Un informe del Colegio de Kinesiólogos de la Provincia de Buenos Aires (CoKiBA) encendió una señal de alerta sobre la salud postural de niños y adolescentes en edad escolar. Según los especialistas, entre el 40% y el 70% de los alumnos presenta algún tipo de alteración que, de no corregirse, puede derivar en dolores y problemas en la columna a lo largo del tiempo.
La postura, un problema en aumento
El estudio señala que el sedentarismo, las malas posturas sostenidas durante varias horas, el uso intensivo de dispositivos electrónicos y el peso excesivo de las mochilas son factores determinantes en esta problemática, que se ha vuelto cada vez más frecuente en los últimos años.
Desde la entidad explican que la rutina escolar, combinada con hábitos cotidianos poco saludables, genera un entorno propicio para la aparición de desequilibrios posturales. Permanecer largos períodos sentado en posiciones inadecuadas, muchas veces en mobiliario que no se ajusta a la talla del estudiante, contribuye a la sobrecarga de la columna en etapas clave del desarrollo.

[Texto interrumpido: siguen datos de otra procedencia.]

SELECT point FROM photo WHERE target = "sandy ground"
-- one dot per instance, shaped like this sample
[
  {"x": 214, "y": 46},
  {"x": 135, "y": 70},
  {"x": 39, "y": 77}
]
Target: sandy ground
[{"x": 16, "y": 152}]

El licenciado Luciano Davagnino, kinesiólogo y fisiatra del CoKiBA, señaló que no existe un límite exacto de horas que determine la aparición de problemas, aunque advirtió que permanecer más de tres o cuatro horas diarias en posición sedentaria sin pausas constituye un factor de riesgo relevante.
“Es importante interrumpir el tiempo sentado y moverse regularmente. La falta de pausas favorece cambios posturales que, con el tiempo, pueden generar molestias o alteraciones más importantes”, explicó el especialista.
Las primeras señales pueden aparecer a edades tempranas, entre los 4 y los 6 años, aunque se detectan con mayor frecuencia a partir del inicio de la escolaridad, entre los 6 y los 10 años. Sin embargo, el período más crítico se da durante la adolescencia temprana, entre los 10 y los 15 años, cuando el crecimiento acelerado se combina con mayores exigencias académicas y un uso intensivo de pantallas.
Uno de los fenómenos más relevantes en este contexto es el denominado “text neck” o síndrome del cuello de texto, asociado a la inclinación constante de la cabeza hacia adelante al utilizar celulares y otros dispositivos. Esta postura incrementa significativamente la carga sobre la columna cervical.
Según detallan los especialistas, por cada 2,5 centímetros de inclinación de la cabeza hacia adelante, el peso que debe soportar la columna aumenta considerablemente, lo que genera un esfuerzo adicional en músculos y estructuras óseas.
Factores que impactan en la salud
El peso de las mochilas es otro factor clave. Las recomendaciones internacionales indican que no deberían superar entre el 10% y el 15% del peso corporal del niño, aunque en la práctica este límite suele ser excedido, generando compensaciones que alteran el equilibrio y la postura.
A esto se suman factores del entorno, como el mobiliario escolar no ergonómico. Sillas y bancos que no se ajustan a la altura del alumno obligan a adoptar posiciones incorrectas, aumentando la tensión sobre la espalda.
El cansancio también juega un rol importante. A medida que avanza la jornada escolar, los músculos posturales se fatigan y sostener una posición erguida se vuelve más difícil, lo que lleva al cuerpo a adoptar posturas inadecuadas.
Señales de alerta y prevención
Los especialistas destacan la importancia de detectar a tiempo las señales de alerta. Entre las más frecuentes se encuentran la asimetría corporal —como un hombro más alto que otro—, la postura de cabeza adelantada, la espalda encorvada persistente y las quejas de dolor en cuello, espalda o cabeza al final del día.
También pueden observarse dificultades para mantenerse sentado correctamente durante períodos prolongados, así como alteraciones en la forma de caminar.
Ante la presencia de estos signos, se recomienda consultar con un profesional de la salud, como un kinesiólogo o traumatólogo, para realizar una evaluación adecuada y definir posibles tratamientos o correcciones.
En cuanto a la prevención, los especialistas coinciden en que el movimiento es la herramienta más eficaz. Incorporar pausas activas cada 30 o 45 minutos, fomentar la actividad física y promover hábitos posturales saludables son medidas fundamentales.
“La mejor prevención es el movimiento. Practicar deportes, bailar o jugar al aire libre ayuda a fortalecer la musculatura y mejorar la postura”, concluyó Davagnino.
El informe pone en evidencia la necesidad de abordar la postura en escolares como una cuestión de salud integral, que involucra tanto a las familias como a las instituciones educativas en la promoción de hábitos saludables desde edades tempranas.